Opposition frontbencher Christopher Pyne this morning accused Labor of “sliding away” from the deal with the country independents by leaving the mining tax out of the summit.

“We’ve already heard this morning Wayne Swan saying that the mining tax will not be part of the tax summit and Tony Windsor saying he thought it was part of the tax summit and part of the deal,” he said.

“So Labor is already sliding away from the deal they made with the country independents. But because they are supporting the wrong party there’s very little they can do about it.”

Mr Pyne also attacked the decision of the two country independents to help Labor form government as an offence against common sense.

Mr Swan paid tribute to the spirit shown by the independents in their discussions with the government and said he would be working with all the independents and minor parties in the parliament regardless of the decisions taken yesterday.
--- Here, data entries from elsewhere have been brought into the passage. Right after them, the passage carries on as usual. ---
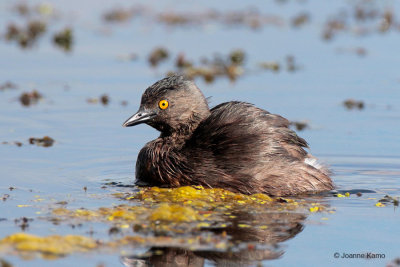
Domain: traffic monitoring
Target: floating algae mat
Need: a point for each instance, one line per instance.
(190, 218)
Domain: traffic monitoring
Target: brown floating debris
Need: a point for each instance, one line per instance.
(300, 19)
(229, 66)
(25, 36)
(104, 99)
(17, 143)
(157, 56)
(359, 51)
(46, 141)
(29, 98)
(64, 39)
(274, 66)
(353, 104)
(23, 222)
(118, 15)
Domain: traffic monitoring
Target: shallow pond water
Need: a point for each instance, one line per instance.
(91, 164)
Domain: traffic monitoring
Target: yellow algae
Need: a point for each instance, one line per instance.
(54, 244)
(174, 213)
(203, 224)
(314, 209)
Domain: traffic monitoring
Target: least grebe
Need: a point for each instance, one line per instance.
(235, 145)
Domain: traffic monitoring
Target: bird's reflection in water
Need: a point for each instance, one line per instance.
(251, 244)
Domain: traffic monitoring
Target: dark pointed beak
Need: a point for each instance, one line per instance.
(140, 117)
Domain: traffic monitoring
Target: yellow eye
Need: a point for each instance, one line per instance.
(163, 104)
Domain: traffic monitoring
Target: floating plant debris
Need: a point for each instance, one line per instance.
(118, 15)
(359, 51)
(300, 19)
(17, 143)
(64, 39)
(45, 141)
(230, 66)
(25, 36)
(187, 217)
(157, 56)
(103, 99)
(353, 104)
(29, 98)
“It’s very important that we do build a consensus behind major reforms, so essential for the future of our country.”

Speaking earlier, the Treasurer remained optimistic about how the new parliament would work and said Ms Gillard was well placed to handle the new legislative challenges the government would face.

“I think one of the lessons the Prime Minister and the government has learnt from the last period in power is that we have to spend more time talking to the community, building that consensus.

“And I believe Prime Minister Gillard is uniquely placed to build that consensus. She did it with the Fair Work Act. She did it with the resolution to the mining tax. And we are going to have to do that again and again, given the numbers in the parliament.”